Crystalline-Dependent Discharge Process of Locally Enhanced Electrooxidation Activity on Ni2P

The state-of-the-art transition-based electrocatalysts in alkaline media generally suffer from unavoidable surface reconstruction during oxygen evolution reaction measurements, leading to the collapse and loss of the crystalline matrix.
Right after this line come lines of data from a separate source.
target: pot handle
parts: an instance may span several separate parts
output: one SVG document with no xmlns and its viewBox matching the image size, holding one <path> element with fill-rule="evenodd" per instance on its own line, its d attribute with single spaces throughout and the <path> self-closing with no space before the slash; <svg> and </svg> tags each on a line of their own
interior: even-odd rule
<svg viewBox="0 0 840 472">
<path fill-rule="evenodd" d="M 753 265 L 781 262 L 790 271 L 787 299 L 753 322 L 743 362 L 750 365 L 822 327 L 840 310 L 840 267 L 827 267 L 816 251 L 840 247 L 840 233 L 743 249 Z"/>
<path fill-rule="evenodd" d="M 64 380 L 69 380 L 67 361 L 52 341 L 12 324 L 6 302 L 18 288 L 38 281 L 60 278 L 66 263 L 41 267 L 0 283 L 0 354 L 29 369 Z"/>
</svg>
Low potential discharge offers a gentle way for surface reconstruction and thus realizes the manipulation of the real active site. Nevertheless, the absence of a fundamental understanding focus on this discharge region renders the functional phase, either the crystalline or amorphous matrix, for the controllable reconstruction still undecidable. Herein, we report a scenario to employ different crystalline matrices as electrocatalysts for discharge region reconstruction. The representative low crystalline Ni₂P (LC-Ni₂P) possesses a relatively weak surface structure compared with highly crystalline or amorphous Ni₂P (HC-Ni₂P or A-Ni₂P), which contributes abundant oxygen vacancies after the discharge process. The fast discharge behavior of LC-Ni₂P leads to the uniform distribution of these vacancies and thus endows the inner interface with reactant activating functionality. A high increase in current density of 36.7% is achieved at 2.32 V (vs RHE) for the LC-Ni₂P electrode. The understanding of the discharge behavior in this study, on different crystalline matrices, presents insights into the establishment of controllable surface reconstruction for an effective oxygen evolution reaction.